Fotos íntimas de meninos do Brooklyn e suas motos
Viagem

Fotos íntimas de meninos do Brooklyn e suas motos

A porto-riquenha Ysa Pérez e seus jovens amigos no fim de um verão.
YP
fotos por Ysa Pérez
Madalena Maltez
Traduzido por Madalena Maltez
MS
Traduzido por Marina Schnoor
9.4.18

Ysa Pérez é uma fotógrafa retratista e documental nascida em Porto Rico e criada em Rochester, Nova York. No fim do verão de 2017, ela passou um tempo em South Williamsburg conhecendo melhor um grupo de garotos do Brooklyn.

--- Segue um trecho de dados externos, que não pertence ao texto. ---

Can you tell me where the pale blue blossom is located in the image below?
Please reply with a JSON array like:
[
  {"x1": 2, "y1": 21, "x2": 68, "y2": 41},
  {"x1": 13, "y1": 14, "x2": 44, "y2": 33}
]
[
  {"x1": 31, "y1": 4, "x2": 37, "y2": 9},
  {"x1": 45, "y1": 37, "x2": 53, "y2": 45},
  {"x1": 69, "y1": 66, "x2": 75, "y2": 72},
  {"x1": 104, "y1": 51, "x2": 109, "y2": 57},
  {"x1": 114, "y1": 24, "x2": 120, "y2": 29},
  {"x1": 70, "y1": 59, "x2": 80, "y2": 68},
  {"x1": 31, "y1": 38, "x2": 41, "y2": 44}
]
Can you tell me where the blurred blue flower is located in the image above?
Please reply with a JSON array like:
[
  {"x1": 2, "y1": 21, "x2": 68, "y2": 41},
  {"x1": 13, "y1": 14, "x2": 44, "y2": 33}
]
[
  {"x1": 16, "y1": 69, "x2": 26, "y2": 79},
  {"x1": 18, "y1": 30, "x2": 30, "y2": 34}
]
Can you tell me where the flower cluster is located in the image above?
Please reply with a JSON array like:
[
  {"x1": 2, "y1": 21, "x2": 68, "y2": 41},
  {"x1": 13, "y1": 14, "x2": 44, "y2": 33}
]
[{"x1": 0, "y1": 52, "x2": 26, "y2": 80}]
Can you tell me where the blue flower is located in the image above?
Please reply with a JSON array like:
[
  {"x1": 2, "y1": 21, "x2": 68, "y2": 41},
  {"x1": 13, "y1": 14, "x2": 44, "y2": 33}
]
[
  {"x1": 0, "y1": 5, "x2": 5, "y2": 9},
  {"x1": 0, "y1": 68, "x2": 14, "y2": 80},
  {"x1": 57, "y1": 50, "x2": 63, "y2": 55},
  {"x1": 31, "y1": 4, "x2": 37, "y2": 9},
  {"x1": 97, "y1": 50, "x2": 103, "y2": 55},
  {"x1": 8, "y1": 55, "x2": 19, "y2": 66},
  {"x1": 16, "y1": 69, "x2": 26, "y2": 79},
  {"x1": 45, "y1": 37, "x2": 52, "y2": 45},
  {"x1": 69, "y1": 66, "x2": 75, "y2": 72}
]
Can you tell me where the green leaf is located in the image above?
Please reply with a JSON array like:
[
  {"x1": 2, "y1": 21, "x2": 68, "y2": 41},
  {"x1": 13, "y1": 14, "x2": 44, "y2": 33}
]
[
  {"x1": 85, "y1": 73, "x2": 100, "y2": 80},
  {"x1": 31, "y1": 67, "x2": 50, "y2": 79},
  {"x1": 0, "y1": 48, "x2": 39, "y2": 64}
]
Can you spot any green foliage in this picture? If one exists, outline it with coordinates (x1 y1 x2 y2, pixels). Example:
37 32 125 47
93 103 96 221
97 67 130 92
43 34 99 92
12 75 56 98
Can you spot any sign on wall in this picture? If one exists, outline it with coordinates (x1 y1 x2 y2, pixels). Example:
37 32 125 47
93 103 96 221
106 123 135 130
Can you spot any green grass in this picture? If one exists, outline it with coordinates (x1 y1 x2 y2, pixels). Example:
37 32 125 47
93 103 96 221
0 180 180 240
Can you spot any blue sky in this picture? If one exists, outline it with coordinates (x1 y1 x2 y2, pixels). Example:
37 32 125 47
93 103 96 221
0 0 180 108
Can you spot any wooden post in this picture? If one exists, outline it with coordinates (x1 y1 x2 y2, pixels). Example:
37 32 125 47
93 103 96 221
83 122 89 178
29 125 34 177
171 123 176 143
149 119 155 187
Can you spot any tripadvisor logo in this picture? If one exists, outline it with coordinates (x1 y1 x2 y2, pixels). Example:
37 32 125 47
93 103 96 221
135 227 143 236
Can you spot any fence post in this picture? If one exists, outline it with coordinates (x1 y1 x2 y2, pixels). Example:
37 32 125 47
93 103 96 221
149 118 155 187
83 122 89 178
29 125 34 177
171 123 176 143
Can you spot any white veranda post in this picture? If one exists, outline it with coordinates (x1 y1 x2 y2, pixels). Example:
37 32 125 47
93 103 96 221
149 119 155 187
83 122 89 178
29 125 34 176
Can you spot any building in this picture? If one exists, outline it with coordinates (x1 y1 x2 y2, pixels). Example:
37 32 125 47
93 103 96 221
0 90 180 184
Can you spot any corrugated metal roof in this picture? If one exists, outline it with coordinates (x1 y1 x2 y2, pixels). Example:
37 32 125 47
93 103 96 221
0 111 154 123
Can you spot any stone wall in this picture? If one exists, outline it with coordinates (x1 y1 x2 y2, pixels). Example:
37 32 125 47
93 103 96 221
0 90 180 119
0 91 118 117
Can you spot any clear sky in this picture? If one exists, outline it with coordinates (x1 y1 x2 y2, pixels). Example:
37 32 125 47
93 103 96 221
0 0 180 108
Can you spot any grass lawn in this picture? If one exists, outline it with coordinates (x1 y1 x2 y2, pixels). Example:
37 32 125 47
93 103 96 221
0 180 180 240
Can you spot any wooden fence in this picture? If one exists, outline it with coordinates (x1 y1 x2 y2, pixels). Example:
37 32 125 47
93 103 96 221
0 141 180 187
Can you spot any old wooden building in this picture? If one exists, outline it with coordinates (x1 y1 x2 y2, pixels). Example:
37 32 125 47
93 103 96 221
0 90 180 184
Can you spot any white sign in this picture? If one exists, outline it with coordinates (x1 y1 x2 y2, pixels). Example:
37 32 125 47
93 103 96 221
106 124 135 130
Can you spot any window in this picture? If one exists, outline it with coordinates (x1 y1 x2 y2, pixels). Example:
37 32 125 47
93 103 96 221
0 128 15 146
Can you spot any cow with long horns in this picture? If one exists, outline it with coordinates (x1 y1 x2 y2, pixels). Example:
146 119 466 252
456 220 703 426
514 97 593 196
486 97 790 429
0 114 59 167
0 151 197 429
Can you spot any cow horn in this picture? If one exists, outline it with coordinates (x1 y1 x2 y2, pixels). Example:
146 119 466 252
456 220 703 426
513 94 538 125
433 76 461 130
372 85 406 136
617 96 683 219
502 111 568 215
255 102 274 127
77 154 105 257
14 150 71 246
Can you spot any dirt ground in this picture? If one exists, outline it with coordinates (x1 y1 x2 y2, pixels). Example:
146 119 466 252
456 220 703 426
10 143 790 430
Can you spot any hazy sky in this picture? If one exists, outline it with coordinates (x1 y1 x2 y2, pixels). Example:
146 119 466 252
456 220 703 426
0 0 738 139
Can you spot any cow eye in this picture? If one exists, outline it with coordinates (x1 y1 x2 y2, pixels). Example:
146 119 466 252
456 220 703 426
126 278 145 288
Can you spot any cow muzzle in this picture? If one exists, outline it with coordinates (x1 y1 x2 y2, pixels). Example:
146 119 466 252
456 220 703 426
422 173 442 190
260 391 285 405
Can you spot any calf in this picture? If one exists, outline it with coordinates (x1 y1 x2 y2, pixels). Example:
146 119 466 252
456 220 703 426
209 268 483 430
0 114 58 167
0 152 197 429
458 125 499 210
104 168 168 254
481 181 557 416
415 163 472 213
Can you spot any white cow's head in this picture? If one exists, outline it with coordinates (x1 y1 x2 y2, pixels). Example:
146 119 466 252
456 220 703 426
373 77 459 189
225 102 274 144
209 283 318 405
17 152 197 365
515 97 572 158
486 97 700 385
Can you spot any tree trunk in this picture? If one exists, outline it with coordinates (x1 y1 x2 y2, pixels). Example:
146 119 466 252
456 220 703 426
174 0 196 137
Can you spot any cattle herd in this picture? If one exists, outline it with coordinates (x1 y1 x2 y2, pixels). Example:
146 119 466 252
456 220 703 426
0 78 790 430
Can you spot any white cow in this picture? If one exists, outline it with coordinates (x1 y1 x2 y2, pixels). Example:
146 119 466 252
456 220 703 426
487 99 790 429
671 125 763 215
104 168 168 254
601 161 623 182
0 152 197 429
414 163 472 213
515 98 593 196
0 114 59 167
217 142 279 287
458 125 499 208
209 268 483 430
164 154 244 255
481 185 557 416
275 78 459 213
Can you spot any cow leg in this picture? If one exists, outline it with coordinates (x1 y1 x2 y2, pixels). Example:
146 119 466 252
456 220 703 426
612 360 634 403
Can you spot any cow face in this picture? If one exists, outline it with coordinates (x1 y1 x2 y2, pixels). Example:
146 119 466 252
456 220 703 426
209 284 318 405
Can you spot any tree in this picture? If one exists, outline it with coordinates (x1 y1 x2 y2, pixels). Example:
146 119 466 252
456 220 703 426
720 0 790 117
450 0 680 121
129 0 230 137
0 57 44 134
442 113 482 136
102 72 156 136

Eu estava levando uma amiga para a estação de trem Marcy quando vi dois caras passarem com motos de trilha.

Larguei minha amiga lá mesmo e perguntei se podia tirar fotos deles. “Como vocês se chamam?”, falei. “Kay” e “Noah”, responderam. Os dois ficaram se olhando, mas alguns minutos depois eu estava na garupa do Noah indo para a casa do Kay. Era muito tarde da noite para fotografar, mas eu queria me apresentar, conhecê-los melhor e estabelecer uma amizade.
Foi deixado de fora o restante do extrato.